Appellant’s Counsel contended that the charge was bad for duplicity on the ground that appellant was charged with (1) Corruption and (2) Extortion. The use of the word “ corruption “ is clearly wrong and obviously arose from quoting the marginal note to section 394 of Cap. 9. If we were satisfied that the charge was bad for duplicity we should doubtless allow the appeal although the objection was not taken at the trial. We are not however satisfied that there was duplicity of charges; in fact the only charge the appellant had to meet was one of extortion.
Section 333 of the Criminal Procedure Code reads as follows :- “Subject to the provisions hereinafter contained, no finding, sentence, or order passed by a Court of competent jurisdiction shall be reversed or altered on appeal or review on account-
“(a) of any error, omission, or irregularity in the complaint, summons, warrant, charge, proclamation, order, judgment, or other proceedings before or during the trial or in any enquiry or other proceedings under this Code; or
“ (b) of the omission to revise any list of jurors in accordance with the provisions of Part VI ; © of any misdirection in any charge to a jury, unless such error, omission, irregularity, or misdirection has in fact occasioned a failure of justice: Provided that in determining whether any error, omission, or irregularity has occasioned a failure of justice the Court shall have regard to the question whether the objection could and should have been raised at an earlier stage in the proceedings.”
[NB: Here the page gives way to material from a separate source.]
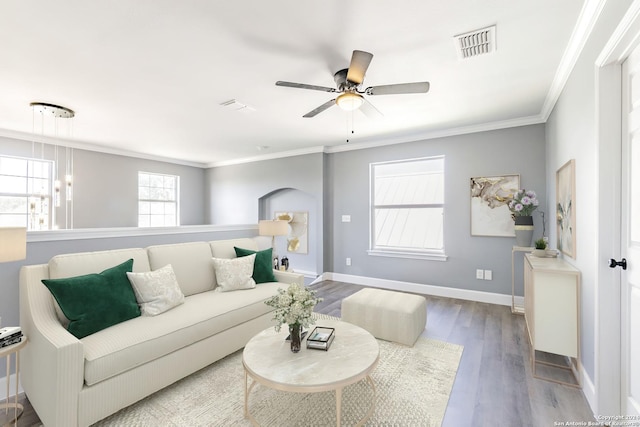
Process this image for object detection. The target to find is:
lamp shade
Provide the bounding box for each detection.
[258,220,289,236]
[0,227,27,262]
There was undoubtedly an error in the charge in the use of the word “corruption “ instead of extortion. The fact that this error was not relied upon as a ground of appeal from the Magistrate’s Court to the judge and in this Court, until the very last moment, tends to show that that error was not considered by Counsel for appellant as having occasioned a failure of justice.
In our opinion this error did not occasion a failure of justice. There is no substance in the other ground of appeal, namely, that the conviction was against the weight of evidence. As regards the appeal against sentence the original sentence of 12 months with hard labour was reduced by the judge on appeal to one of three months’ imprisonment with hard labour and a fine of £10 and in default of payment to two months further imprisonment with hard labour.
We do not consider this sentence excessive.
Appeals against conviction and sentence are accordingly dismissed.